Long-term ecosystem studies are valuable for understanding integrated ecosystem response to global changes in atmospheric deposition and climate. We examined trends for a 35-year period (1982/83–2017/18) in concentrations of a range of solutes in precipitation and stream water from nine headwater catchments spanning elevation and surficial geology gradients at the Turkey Lakes watershed (TLW) in northeastern Ontario, Canada. Average annual water year (WY, October to September) concentrations in precipitation significantly declined over the period for sulphate (SO₄²⁻), nitrate (NO₃⁻) and chloride (Cl⁻), while calcium (Ca²⁺) and potassium (K⁺) concentrations increased, resulting in a significant pH increase from 4.2 to 5.7. Trends in stream chemistry through time are generally consistent with expectations associated with acidification recovery.
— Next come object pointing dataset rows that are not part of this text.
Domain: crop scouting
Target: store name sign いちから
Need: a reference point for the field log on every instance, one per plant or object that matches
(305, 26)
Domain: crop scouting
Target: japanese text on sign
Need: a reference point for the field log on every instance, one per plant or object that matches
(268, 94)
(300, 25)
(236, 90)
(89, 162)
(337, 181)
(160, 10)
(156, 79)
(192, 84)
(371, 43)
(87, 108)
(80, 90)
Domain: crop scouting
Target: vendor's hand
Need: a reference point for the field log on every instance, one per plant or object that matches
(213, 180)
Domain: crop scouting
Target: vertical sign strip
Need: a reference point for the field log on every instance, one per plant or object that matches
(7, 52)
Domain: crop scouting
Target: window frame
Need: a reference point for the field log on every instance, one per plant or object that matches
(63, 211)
Concentration of many stream water solutes (SO₄²⁻, Cl⁻, calcium [Ca²⁺], magnesium [Mg²⁺] and NH₄⁺ generally decreased, while others (silica [SiO₂] and dissolved organic carbon [DOC]) generally increased. Increases were also observed for alkalinity (six of nine catchments), acid neutralizing capacity ([ANC]; six of nine catchments) and pH (eight of nine catchments), while conductivity declined (six of nine catchments). Variability in trends among catchments are associated with differences in surficial geology and wetland cover. While absolute solute concentrations were generally lower at bedrock dominated high-elevation catchments compared to till dominated lower elevation catchments, the rate of change of concentration was often greater for high elevation catchments. This study confirms continued, but non-linear stream chemistry recovery from acidification, particularly at the less buffered high and moderate elevation sites. The heterogeneity of responses among catchments highlights our incomplete understanding of the relative importance of different mechanisms influencing stream chemistry and the consequences for downstream ecosystems.